Elaborating the reasons for the price hike, he said, "The rupee depreciation and inflationary trends have impacted our input costs. We have been absorbing most of the costs but now we are compelled to consider the price increase."
The South Korean carmaker sells a range of vehicles in India starting from the entry level compact car Eon to high-end sports utility vehicle Santa Fe.
While the Eon costs between Rs2.85 lakh and Rs3.91 lakh in Delhi, the Santa Fe is priced at Rs23.40 lakh to Rs 26.49 lakh.

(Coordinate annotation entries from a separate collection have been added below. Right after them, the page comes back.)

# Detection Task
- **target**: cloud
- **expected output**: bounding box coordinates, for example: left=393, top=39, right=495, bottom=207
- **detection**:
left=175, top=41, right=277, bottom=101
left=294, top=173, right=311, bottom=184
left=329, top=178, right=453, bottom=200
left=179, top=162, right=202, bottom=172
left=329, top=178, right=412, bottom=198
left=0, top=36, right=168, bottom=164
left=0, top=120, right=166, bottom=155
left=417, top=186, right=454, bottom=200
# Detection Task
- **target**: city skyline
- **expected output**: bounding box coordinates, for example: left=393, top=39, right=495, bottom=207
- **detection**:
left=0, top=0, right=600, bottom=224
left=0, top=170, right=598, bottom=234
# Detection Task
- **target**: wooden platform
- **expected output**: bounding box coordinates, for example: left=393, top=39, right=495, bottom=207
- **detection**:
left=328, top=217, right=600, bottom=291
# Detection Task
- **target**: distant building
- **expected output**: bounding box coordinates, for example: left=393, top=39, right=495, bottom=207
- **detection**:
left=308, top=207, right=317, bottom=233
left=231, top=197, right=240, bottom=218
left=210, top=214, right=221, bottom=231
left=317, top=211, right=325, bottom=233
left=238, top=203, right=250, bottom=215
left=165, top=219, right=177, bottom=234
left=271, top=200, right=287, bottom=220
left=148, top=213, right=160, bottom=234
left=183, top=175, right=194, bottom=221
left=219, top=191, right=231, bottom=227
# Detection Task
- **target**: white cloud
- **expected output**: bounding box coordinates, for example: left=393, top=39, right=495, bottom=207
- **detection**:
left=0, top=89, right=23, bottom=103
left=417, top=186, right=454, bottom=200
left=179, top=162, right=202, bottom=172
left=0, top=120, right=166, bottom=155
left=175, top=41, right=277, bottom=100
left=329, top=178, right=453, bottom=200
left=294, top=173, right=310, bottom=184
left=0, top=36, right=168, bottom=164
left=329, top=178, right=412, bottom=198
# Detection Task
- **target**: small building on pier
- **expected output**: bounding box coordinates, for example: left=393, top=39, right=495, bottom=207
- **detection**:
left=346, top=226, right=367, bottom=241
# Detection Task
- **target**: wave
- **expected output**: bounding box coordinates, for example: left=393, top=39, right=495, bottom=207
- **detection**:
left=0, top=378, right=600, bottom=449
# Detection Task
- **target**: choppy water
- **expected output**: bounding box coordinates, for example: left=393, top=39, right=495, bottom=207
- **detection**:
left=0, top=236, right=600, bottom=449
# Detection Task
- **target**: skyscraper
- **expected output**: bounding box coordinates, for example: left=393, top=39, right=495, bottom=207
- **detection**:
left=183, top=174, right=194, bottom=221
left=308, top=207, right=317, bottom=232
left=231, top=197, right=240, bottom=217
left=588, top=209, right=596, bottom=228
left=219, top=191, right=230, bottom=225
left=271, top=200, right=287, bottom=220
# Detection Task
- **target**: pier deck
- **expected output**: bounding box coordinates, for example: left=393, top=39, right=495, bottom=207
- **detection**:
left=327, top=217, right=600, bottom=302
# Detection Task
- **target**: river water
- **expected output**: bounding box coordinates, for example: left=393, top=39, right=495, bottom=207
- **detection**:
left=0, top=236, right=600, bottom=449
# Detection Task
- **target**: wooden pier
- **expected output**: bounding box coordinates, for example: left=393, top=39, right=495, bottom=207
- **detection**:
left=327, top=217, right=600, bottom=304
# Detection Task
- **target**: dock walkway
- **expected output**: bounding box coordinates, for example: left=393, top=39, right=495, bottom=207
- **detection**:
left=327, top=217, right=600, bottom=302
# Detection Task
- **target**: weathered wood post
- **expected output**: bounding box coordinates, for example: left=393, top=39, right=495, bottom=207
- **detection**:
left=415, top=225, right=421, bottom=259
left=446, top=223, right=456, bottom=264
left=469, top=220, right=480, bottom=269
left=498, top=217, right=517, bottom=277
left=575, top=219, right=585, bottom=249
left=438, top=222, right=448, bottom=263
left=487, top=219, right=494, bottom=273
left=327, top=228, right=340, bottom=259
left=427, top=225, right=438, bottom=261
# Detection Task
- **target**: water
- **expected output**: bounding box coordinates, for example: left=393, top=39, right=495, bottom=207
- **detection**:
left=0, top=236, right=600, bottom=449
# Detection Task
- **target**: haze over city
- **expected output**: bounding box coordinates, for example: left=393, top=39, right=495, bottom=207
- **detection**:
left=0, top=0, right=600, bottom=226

On Tuesday, Toyota Kirloskar Motor had announced it would hike prices of key models by up to Rs24,000 with effect from 21 September to partly offset higher cost of raw materials and rupee depreciation.
Earlier this month, Ford India had hiked prices by 1-5 per cent on different models with immediate effect to offset rising input costs.
Last month, German luxury car maker Mercedes-Benz had hiked prices of its entire range in India by up to 4.5 per cent from 1 September to partly offset impact of rupee depreciation and higher import duties.
General Motors India had also hiked the price of its three models by up to Rs10,000 from the first week of September.
Earlier, BMW group had raised the price of its products across models, including the Mini, by up to 5 per cent. In July, Audi had also hiked prices across its models in India by up to 4 per cent.
Although the rupee has recovered some ground against the dollar in the past few days, it has depreciated for a prolonged period. It has weakened over 17 per cent against the dollar since April, pushing up import and input costs.